Enfin la subvention de 500 000 euros permettra de financer la formation des enseignants, particulièrement en Français, en s’appuyant sur un partenariat entre les ministères de l’Education français et marocain.

Ces financements s’intègrent dans la stratégie de l’AFD en soutien du continuum Education – Formation – Emploi, ce projet devant faciliter le lien entre le monde de l’éducation et celui de l’enseignement supérieur et la formation professionnelle, en particulier par la promotion de l’enseignement des langues.
 



L’aéronautique, une voie d’avenir pour les jeunes tunisiens ?

16/05/2017

Le Centre d’excellence dans les métiers de l’industrie aéronautique d’El Mghira, dans le Grand Tunis, a été inauguré le 16 mai 2017. Financé par l’AFD et soutenu par les entreprises locales, le centre offrira des formations professionnalisantes aux jeunes dans un secteur porteur de l’économie.
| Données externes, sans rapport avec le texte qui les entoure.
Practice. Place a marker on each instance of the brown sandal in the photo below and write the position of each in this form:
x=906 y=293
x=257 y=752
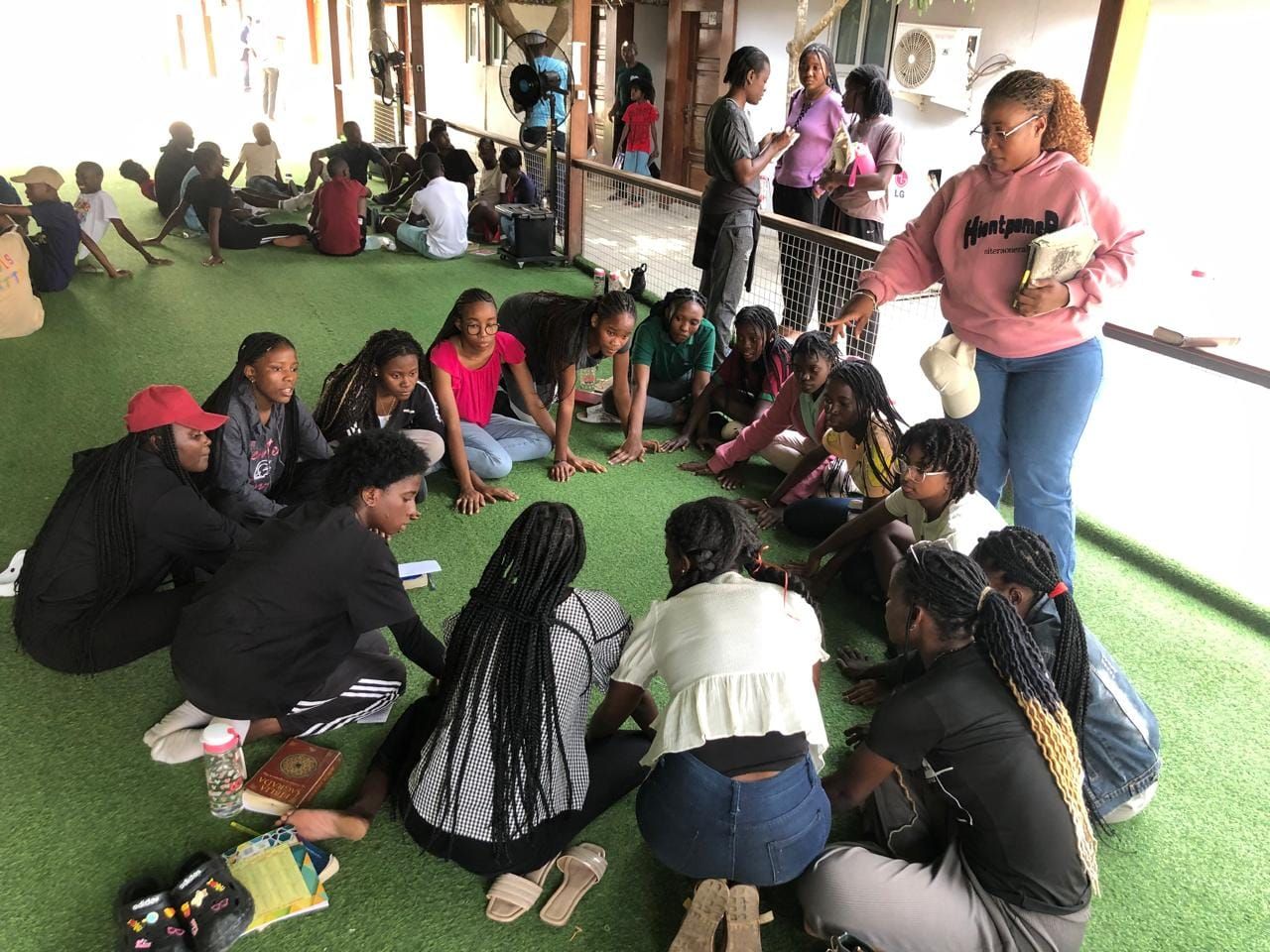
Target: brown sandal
x=706 y=910
x=743 y=919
Former les jeunes aux métiers de l’aéronautique…

Le Centre d’excellence dans les métiers de l’industrie aéronautique (CEMIA) proposera six formations spécialisées en alternance et accueillera jusqu’à 570 stagiaires. Avec ces formations de deux ans, les jeunes accéderont au brevet de technicien professionnel (BTP) avec, en fin de cursus, des compétences spécifiques. 

Et l’accès à des métiers de l’aéronautique : ajusteur-monteur de structures d’aéronefs, chaudronnier, stratifieur-drapeur en matériaux composites, technicien de traitement de surface et peinture, monteur-câbleur ou encore technicien en fabrication mécanique sur machines à commande numériques. 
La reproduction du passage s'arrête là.